Start With a Strong Foundation
While we don’t know much about the long-term impact of today’s devices upon young children, we do know what young children need most. They need face-to-face interaction with loving human beings. A screen—regardless of whether it’s a TV, tablet, smartphone, gaming console, computer, or even an internet-connected toy—simply can’t deliver the same experiences as the real world. The research on this is indisputable.

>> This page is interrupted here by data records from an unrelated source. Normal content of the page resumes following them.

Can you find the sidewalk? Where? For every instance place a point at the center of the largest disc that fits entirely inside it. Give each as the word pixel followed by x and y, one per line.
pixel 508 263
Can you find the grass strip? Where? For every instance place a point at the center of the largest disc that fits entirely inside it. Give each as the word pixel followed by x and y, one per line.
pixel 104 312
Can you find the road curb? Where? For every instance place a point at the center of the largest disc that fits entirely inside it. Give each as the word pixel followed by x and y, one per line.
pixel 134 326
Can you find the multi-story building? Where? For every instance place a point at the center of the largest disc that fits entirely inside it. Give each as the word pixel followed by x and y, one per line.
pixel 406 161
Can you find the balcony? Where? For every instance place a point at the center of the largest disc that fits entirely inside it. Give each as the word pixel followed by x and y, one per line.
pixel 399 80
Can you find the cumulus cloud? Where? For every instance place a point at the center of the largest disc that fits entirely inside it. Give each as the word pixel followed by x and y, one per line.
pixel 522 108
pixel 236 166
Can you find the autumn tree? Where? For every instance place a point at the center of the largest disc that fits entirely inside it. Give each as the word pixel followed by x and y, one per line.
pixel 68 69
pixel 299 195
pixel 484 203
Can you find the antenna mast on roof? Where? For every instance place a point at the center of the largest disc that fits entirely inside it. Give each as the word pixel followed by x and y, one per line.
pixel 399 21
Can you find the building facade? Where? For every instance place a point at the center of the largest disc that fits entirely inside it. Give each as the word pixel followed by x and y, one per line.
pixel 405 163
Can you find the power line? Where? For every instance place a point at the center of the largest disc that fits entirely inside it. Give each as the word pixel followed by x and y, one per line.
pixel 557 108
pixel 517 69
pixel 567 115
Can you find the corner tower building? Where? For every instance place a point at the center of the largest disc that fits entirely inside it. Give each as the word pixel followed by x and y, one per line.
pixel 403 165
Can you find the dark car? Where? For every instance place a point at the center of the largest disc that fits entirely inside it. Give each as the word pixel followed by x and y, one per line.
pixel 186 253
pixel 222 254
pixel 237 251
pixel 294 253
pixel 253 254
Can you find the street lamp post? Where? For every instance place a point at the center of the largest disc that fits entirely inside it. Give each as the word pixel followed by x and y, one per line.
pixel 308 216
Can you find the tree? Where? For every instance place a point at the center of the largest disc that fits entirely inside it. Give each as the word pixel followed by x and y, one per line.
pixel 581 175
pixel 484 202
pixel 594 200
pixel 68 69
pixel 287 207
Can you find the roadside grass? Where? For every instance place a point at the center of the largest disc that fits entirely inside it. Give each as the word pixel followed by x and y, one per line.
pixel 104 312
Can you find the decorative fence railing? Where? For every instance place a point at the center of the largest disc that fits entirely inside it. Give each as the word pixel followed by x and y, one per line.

Rich experiences in a real, three-dimensional world help kids gain social skills, emotional self-control, creativity, resilience, and most of all, the ability to get along with other people and to see things from other perspectives. These are skills they will need in spades when they go online.
Build A Sturdy Structure
With a strong foundation in place, children will need a sturdy structure to help them withstand any digital storms that may blow their way. Imagine this structure being held up by these four pillars of knowledge:
Reputation Management: Your children must learn that anything, and everything, they post online will stay online forever. It will potentially be seen by anyone, and everyone. And people will judge them by this information. Be certain your children understand this fundamental aspect of online life.

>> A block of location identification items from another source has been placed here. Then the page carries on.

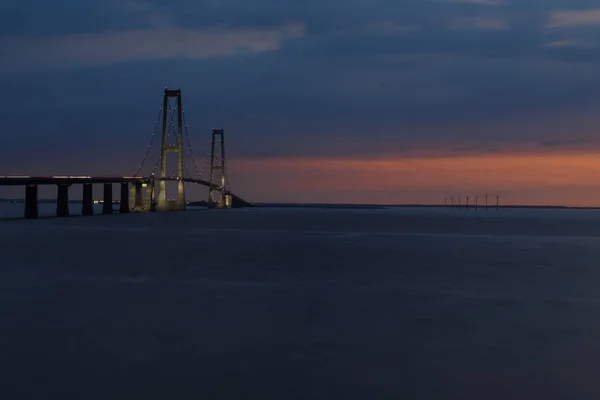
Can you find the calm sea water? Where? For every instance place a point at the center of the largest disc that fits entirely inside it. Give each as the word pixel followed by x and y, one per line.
pixel 302 304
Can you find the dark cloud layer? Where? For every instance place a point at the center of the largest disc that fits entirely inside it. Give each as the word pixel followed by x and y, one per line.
pixel 315 77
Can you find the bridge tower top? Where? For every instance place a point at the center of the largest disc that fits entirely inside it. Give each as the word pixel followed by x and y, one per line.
pixel 168 117
pixel 218 166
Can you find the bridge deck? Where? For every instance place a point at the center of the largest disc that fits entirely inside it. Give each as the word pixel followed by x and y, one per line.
pixel 74 179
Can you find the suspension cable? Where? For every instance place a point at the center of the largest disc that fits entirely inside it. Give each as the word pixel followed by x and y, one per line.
pixel 171 124
pixel 190 144
pixel 150 144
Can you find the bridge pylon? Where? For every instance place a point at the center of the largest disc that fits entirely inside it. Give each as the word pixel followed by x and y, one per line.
pixel 163 204
pixel 218 165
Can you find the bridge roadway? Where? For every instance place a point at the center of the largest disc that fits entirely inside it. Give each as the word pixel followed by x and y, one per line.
pixel 64 181
pixel 73 180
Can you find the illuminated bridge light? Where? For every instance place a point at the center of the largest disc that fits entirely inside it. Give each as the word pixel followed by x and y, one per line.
pixel 70 177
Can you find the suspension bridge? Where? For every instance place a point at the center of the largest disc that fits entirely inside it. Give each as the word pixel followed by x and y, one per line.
pixel 140 193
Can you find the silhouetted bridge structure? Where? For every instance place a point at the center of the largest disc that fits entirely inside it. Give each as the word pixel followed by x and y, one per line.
pixel 143 193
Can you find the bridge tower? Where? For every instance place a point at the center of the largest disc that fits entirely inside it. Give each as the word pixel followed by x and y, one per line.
pixel 167 148
pixel 218 165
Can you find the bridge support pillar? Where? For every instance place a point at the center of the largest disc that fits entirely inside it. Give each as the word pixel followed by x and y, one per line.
pixel 62 201
pixel 163 203
pixel 107 204
pixel 124 206
pixel 31 203
pixel 87 206
pixel 136 200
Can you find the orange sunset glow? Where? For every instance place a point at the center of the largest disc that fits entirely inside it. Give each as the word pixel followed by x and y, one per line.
pixel 539 179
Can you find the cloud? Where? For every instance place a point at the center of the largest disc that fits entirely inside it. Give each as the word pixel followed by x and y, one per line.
pixel 482 2
pixel 122 46
pixel 567 18
pixel 478 23
pixel 560 43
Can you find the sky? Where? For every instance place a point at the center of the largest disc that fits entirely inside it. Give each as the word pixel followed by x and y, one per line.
pixel 353 101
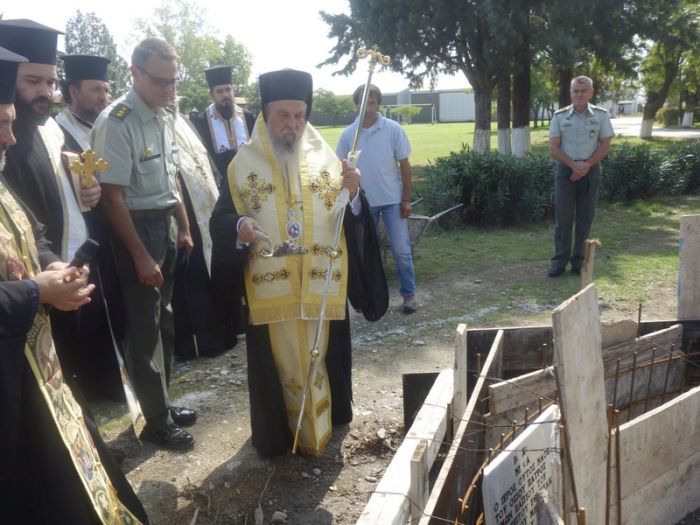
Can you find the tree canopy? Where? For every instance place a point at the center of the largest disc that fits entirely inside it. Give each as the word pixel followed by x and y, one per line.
pixel 183 24
pixel 86 34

Screen Time: Help your children learn how to balance their online and offline lives. They will need your help knowing how, why, and when to disconnect from powerful devices that are designed to hijack their attention.
Safe Relationships: Before your kids use technology to make and maintain relationships via online games, social media, and texting, be sure they know how important it is to treat others respectfully and kindly online. Tell them what to when they see others being treated cruelly too.
Privacy: Explain to your children what information is safe to share online, and what is not. Even more importantly, be sure they know the cost of joining a “free” social network or getting “free” results from Google. That cost is their personal information.
Join Vibrant Online Communities
With a strong foundation and sturdy structure in place, your children will be eager, and ready, to connect and engage with new communities and opportunities online. Now is the time to encourage them to use digital technologies to learn, to inspire, to be inspired, and to share their unique talents with the world.
No one builds a house overnight. Likewise, helping your child build a healthy, and safe, relationship with technology will take time too. Hopefully my new book—“Raising Humans in a Digital World: Helping Kids Build a Healthy Relationship with Technology” (HarperCollins Leadership Jan. 19)—can help. It’s packed with advice from over 40 digital experts and includes simple activities that any family can slip into their busy day to help with this building project.
The time you put into building your child’s “digital house” will be worth the effort, I promise.